Es ist bisher eben der Grundsatz herrschend, daß die Wissenschaft nur auf Grund exakter Beweise ihre Theorien entwickelt und das ist sicher nicht von der Hand zu weisen. Es muß aber zugegeben werden, daß trotzdem Dinge angenommen werden, für die der exakte Beweis doch fehlt. Warum verschließt man sich dann, Erscheinungen als gegeben anzunehmen, die schon von so vielen Menschen beobachtet und untersucht wurden? Es wird nicht mehr sehr lange dauern, bis die Lehre vom Jenseitigen in die Wissenschaft Eingang finden wird. Und sie soll nur in die Wissenschaft Eingang finden, da nur in ernster Weise und nicht von Dilettanten und sensationslüsternen Elementen eine Befassung mit diesen heiklen Fragen zweckmäßig erscheint. Der Verkehr mit der Geisterwelt, auf den es ja dabei hauptsächlich ankommt, darf nicht für die Allgemeinheit erlaubt und zugelassen werden. Ich will hier nicht näher darauf eingehen, weil die Gefahren und Schädigungen, die aus der Beschäftigung mit diesem Gebiet entstehen können, weitgehend bekannt sind. Gerade deshalb wäre es schon lange die Aufgabe seriöser Gelehrter, sich der Sache ernsthaft anzunehmen und die Grenzen des Erlaubten und Zulässigen kennenzulernen und festzulegen. Jeder Psychiater weiß, wie viele Menschen an der unrichtigen Befassung mit Spiritismus zugrunde gehen, aber keiner hat den Mut, den Ursachen auf den Grund zu gehen. Ich muß gestehen, daß es mir genauso ergangen ist. Alle Gedanken, die mir zu diesen ernsten Fragen auftauchen wollten, habe ich zurückgedrängt, weil ich vermeiden wollte, daß man mich für verrückt erklärt, was meine liebe Kollegenschaft denn auch bestimmt nicht versäumt hätte. Ich war niemals weiter mit meiner Erklärung gegangen als: Es gibt Dinge zwischen Himmel und Erde, von denen wir keine Ahnung haben. Eine Ahnung haben viele, sie getrauen sich nur nicht ans Licht damit, und es ist auch, wenn ich es richtig betrachte, die Zeit noch nicht reif.

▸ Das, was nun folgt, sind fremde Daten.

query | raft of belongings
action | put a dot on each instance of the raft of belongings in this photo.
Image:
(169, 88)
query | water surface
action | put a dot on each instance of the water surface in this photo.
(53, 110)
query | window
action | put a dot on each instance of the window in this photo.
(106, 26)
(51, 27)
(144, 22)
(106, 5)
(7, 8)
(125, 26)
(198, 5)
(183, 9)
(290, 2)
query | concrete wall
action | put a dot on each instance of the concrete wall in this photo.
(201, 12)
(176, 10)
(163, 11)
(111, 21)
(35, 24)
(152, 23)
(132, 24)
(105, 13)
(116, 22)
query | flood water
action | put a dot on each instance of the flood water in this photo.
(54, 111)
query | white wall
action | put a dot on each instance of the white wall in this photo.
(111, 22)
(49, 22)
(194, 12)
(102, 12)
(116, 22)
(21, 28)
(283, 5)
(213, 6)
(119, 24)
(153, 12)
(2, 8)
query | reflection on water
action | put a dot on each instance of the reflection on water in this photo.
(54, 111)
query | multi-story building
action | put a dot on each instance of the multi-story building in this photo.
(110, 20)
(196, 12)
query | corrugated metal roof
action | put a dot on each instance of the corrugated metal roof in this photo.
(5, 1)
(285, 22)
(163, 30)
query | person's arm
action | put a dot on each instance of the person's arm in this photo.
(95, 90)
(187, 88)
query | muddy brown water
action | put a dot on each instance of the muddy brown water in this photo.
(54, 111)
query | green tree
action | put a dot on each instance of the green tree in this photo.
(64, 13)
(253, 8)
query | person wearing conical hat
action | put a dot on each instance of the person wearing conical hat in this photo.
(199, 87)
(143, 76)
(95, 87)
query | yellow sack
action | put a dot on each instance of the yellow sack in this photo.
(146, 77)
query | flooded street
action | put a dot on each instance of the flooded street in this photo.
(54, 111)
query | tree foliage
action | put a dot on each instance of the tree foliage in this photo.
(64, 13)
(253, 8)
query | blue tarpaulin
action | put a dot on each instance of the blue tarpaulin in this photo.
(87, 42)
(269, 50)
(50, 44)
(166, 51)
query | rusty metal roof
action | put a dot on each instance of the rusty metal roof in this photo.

Ungeahnte Möglichkeiten werden sich für die ergeben, die eines Tages gläubig diesen Dingen gegenüberstehen werden. Ernsthafte Betätigung auf diesem Gebiet wird keinem Menschen schaden. Es werden zum rechten Zeitpunkt die richtigen Weisungen erteilt werden. Wer nur Gutes leisten will, kann damit niemals fehlgehen oder geschädigt werden. Er wird im Gegenteil ungeahnte Kräfte empfangen und seine Leistungen über das normale Maß steigern können. Ich hoffe, es wird sich bald ein Mann finden, der den Mut besitzt, die rechte Verbindung aufzunehmen. Ich bin jederzeit gerne bereit, zu helfen mit Rat und Tat. So viel für heute.